Z80 Telescope Controller (was Homebrew newsgroups / forums?)

Allison ajp166 at bellatlantic.net
Thu Oct 27 06:53:31 CDT 2005


>
>Subject: Z80 Telescope Controller (was Homebrew newsgroups / forums?)
>   From: gtulloch at shaw.ca
>   Date: Wed, 26 Oct 2005 23:36:51 -0500
>     To: "General Discussion: On-Topic and Off-Topic Posts" <cctalk at classiccmp.org>
>
>Well, ok, in that case ...
>
>I'm building a Z80 based microcontroller as a telescope controller, to 
>run a few stepper motors, calculate and correct for periodic errors as 
>well as XYZ errors in the mount. The driver circuit is done 
>(http://www.bbastrodesigns.com/cot/steppercircuit.html), and 
>currently runs off a DOS app which uses the parallel port to pulse 
>the motor windings. However, I prefer not to use a dedicated
>DOS PC so I'd like to put a Z80 in front of the driver with an RC 
>circuit connected to the NMI so I know how long the duration between 
>interrupts is and can thus calc the steps required to track. For historic
>reasons the code will be written in FORTH - a PC connected via serial
>will do all the heavy lifting as far as telling the Z80 where to point 
>and how. Comments on the veracity of this architecture welcome!

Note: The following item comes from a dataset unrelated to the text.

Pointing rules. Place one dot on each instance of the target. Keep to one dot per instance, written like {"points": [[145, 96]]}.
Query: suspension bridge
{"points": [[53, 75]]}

RC circuits drift with temerature and voltage, not an accurate source of
time or position information.  A better whay uses a timer chip like the 
Z80 CTC or 8253.  Though a PIC or other micro(8048, 8051) usually has a 
timer counter on board.

Generally speaking using a micro as a morot controller is commmonplace.
The real trick is being able to start at a calibrated point and return
back to it (resetability) as well as move to any point with accuracy.
So beside the mechanical problem of movement there are the issues of
knowing where you are or at least where the start point is.

>I have a few questions I'm hoping someone can answer for me, starting 
>with the following: I have a Z80A and a 4 mhz TTL clock 
>oscillator - I'm wondering if it would be ok to connect the clock 
>directly to the CPU or is it wise to connect it via a parallel or 
>serial resonant oscillator circuit like those described here:

Yes, you can if CMOS, if not then add a 330 ohm pullup resistor.
The Z80 requires a clock that swings closer to ground and Vcc
than all the other pins.

>http://www.z80.info/uexosc.htm
>
>Why be so elaborate? The data sheets for the oscillator doesn't say 
>"Make sure you connect via a parallel or serial resonent oscillator 
>circuit!" 

Because most digital hackers would not know what it is maybe?
A parallel or series resonant osc refers to the whay the crystal is 
connected in and used.  The inportant thing is to meet the rise and fall
times as well as the logic high and low voltages that the Z80 requires.
and that wasn't addressed well there.

>Thanks for any light you can shed on this, Google hasn't been helpful.
>I have references that do it both ways without explanation so I'm 
>confused!

If google isn't helpful then you asked the wrong question.  There is literally 
mountains of z80 information out there.